Non possono esistere più divinità contrastanti e a misura umana, poiché esse perderebbero, in questo caso, la loro universalità e la loro onnipotenza.
Lo spirito che dimora nell’ universo, quel principio che è vita, non può essere nulla di definito, non può essere descritto o rappresentato a piacimento, ritenuto in grado di cagionare dolore volontariamente o invocato per vincere una guerra. Esso è etereo, è come un soffio arcano e non può essere il frutto delle menti degli uomini che hanno immaginato divinità simili a loro o agli altri animali della Terra”.
Quelle parole sconvolsero i due giovani che continuavano a non capire chi le avesse pronunciate. Entrambi, inspiegabilmente, le avevano udite nella loro mente e le avevano condivise e questa era l’unica certezza.

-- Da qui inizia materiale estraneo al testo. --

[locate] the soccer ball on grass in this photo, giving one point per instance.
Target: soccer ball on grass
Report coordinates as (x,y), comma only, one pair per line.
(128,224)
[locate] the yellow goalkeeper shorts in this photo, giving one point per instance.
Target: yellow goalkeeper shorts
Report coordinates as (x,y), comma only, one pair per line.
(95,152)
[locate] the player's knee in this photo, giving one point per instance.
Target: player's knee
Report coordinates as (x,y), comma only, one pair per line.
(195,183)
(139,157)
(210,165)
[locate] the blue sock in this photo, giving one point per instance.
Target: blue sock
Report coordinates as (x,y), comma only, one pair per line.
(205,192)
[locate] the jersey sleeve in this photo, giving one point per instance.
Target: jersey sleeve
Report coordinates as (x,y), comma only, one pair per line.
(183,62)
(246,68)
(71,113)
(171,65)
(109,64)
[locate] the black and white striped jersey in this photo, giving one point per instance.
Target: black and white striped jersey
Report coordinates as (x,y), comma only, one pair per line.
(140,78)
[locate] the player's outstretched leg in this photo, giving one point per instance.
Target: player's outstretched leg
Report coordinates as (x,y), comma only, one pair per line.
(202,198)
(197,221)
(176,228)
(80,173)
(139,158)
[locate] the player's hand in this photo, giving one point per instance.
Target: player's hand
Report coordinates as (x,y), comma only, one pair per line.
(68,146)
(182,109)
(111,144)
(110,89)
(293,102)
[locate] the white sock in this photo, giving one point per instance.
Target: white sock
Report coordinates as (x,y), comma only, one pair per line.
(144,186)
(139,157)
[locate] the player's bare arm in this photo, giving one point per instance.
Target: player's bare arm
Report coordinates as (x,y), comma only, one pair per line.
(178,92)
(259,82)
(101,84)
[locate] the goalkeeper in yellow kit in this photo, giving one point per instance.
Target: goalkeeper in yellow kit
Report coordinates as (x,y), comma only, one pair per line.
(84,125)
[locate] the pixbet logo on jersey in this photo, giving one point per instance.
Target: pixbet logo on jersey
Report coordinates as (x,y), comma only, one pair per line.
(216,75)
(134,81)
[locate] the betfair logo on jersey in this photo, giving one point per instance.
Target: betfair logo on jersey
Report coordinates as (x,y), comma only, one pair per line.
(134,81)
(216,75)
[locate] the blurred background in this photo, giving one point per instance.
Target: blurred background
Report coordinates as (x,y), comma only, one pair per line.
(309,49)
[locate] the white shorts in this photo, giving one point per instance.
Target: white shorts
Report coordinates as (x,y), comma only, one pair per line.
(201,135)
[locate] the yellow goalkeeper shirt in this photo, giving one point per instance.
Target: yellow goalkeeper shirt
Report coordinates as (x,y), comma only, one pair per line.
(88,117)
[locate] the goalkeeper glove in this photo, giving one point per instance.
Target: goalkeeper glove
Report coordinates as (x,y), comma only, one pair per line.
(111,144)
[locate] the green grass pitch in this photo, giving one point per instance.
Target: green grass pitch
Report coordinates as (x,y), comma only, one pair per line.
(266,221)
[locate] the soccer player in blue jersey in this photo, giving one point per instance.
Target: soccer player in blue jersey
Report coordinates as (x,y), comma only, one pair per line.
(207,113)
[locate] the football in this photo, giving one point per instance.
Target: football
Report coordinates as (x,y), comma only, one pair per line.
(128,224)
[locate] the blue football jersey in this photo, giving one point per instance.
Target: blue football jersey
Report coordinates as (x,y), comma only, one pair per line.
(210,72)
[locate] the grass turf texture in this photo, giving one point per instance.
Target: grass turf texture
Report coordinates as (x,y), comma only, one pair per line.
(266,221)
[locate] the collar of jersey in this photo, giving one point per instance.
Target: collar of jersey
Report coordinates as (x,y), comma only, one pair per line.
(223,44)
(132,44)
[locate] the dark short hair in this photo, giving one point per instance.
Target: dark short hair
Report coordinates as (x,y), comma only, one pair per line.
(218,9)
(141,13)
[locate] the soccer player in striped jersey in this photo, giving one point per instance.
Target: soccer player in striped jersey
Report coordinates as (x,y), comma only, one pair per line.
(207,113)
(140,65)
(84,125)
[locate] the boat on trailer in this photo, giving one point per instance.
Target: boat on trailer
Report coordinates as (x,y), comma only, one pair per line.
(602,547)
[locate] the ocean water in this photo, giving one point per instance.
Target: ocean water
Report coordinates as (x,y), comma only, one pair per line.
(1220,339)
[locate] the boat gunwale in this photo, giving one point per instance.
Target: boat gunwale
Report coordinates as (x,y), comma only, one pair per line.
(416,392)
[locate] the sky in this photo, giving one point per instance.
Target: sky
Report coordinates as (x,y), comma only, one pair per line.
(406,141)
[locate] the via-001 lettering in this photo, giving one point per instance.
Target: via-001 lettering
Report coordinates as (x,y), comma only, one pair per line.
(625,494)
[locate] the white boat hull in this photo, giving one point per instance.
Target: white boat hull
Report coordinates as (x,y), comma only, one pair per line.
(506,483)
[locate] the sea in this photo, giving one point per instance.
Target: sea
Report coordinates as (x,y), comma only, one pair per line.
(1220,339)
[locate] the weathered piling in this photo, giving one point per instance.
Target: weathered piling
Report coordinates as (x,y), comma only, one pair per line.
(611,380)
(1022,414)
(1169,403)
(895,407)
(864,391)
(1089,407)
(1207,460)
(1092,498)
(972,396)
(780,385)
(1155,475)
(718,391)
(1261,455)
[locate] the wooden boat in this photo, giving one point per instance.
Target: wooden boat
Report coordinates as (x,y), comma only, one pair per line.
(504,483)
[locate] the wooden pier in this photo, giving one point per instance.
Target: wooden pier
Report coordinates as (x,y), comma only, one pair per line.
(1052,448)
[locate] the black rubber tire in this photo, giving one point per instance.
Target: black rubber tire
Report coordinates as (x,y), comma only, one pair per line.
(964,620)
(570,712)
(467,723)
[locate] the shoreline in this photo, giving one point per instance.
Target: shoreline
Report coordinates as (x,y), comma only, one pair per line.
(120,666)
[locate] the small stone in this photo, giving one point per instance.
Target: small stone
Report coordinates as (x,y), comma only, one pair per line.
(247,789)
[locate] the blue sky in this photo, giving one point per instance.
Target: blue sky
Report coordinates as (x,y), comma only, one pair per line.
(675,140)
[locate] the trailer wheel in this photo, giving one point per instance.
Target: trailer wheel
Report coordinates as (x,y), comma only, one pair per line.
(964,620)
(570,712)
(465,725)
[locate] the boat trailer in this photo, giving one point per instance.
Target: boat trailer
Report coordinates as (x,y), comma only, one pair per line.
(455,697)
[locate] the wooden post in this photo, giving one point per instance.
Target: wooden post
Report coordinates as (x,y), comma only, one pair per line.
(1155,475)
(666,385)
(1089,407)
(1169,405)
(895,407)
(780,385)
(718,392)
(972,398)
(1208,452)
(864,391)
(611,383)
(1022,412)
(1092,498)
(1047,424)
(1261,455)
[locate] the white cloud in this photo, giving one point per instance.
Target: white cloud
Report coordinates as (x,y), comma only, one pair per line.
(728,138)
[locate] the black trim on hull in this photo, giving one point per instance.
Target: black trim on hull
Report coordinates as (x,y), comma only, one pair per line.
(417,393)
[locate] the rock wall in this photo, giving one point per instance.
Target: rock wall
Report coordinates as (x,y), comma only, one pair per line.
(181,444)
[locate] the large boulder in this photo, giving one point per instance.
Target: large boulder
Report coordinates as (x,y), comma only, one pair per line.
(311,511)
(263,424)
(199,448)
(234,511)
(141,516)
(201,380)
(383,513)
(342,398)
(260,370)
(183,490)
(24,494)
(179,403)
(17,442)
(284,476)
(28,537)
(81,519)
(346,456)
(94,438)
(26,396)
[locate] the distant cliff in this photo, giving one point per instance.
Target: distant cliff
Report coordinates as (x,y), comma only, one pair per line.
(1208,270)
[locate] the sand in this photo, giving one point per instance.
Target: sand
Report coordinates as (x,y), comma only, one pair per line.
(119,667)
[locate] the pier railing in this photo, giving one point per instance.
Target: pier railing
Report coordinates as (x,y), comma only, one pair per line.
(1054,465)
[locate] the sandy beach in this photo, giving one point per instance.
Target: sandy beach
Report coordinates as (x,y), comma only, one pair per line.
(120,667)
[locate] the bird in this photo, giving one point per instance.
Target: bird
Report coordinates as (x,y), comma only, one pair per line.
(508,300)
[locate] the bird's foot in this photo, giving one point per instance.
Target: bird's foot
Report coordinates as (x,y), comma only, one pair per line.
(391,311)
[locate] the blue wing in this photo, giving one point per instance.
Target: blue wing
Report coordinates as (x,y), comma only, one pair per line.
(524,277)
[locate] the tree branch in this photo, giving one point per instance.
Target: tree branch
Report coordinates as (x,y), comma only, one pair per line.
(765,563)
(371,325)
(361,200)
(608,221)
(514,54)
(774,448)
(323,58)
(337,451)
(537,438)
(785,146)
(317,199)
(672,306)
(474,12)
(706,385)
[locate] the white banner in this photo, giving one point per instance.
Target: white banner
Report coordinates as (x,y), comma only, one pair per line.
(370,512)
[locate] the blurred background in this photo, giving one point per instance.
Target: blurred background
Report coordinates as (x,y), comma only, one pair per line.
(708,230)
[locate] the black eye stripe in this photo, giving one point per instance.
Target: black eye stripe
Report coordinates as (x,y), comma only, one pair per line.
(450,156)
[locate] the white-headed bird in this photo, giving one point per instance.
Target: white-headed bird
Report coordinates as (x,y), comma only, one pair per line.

Qualcosa di insolito, tuttavia, era accaduto dentro di loro e stava creando una nuova visione del divino. Esso non poteva che essere uno soltanto e le sue molteplici rappresentazioni derivavano dai pensieri umani che avevano bisogno di raffigurarlo, di umanizzarlo, di dargli dei nomi e di attribuirgli arbitrariamente delle caratteristiche. Eppure, queste diverse interpretazioni del soprannaturale non potevano avere nulla a che fare con un’universale spirito presente in ogni cosa.
“L’esistenza di un’ eventuale unica divinità”, affermò Tai, “presuppone che essa sia di tutti ma che, in realtà, non appartenga a nessuno”. “Capisco ciò che intendi”, disse Eilen annuendo, “ nessun popolo, nessun capo si può appropriare del divino, usandolo per scopi tutt’altro che buoni e sacri”. “ E' così ”, rispose Tai, “ ma credo, tuttavia, che sia giusto rispettare le antiche usanze di ognuno e molti dei riti che sono stati tramandati di generazione in generazione. Sarebbe però una grande cosa riuscire ad accettare le diversità ed essere consapevoli che tutti noi, in questo mondo, siamo esseri umani con gli stessi limiti e la stessa imperfezione”.
“E nessuno dovrebbe soverchiare gli altri per affermare la propria supremazia”, aggiunse Eilen.
Avrebbero sfidato i pregiudizi i due ragazzi e l’odio dei rispettivi popoli, avrebbero provato a vivere il loro amore, dimostrando che nessuna divinità si sarebbe adirata per esso, che la rabbia sarebbe stata esclusivamente di chi non lo voleva comprendere e approvare, esattamente come non voleva riconoscere le idee e la dignità degli altri e il rispetto a tutti dovuto.
Forse quell’amore sarebbe stato un seme di pace, avrebbe insegnato che qualunque diversità si può superare.
Non erano affatto certi di poter riuscire nel loro intento, ma sentivano di dover provare ugualmente.
Così, mano nella mano e senza temere la collera di nessun dio, se non quella umana, essi si incamminarono per raggiungere i luoghi dove gli sciamani di entrambi i popoli li avrebbero visti arrivare insieme.
Nessuno sa cosa sia accaduto ad Eilen e Tai, l’unica cosa risaputa è che da allora, purtroppo, non molto è cambiato.
Le differenze restano motivo di scontro, ancora esiste tra le genti di questa Terra la presunzione di appartenere a popoli eletti e chi li governa pensa che detenere il potere imponendosi con la forza, spesso in nome di un dio o grazie al suo sostegno, sia legittimo e giusto.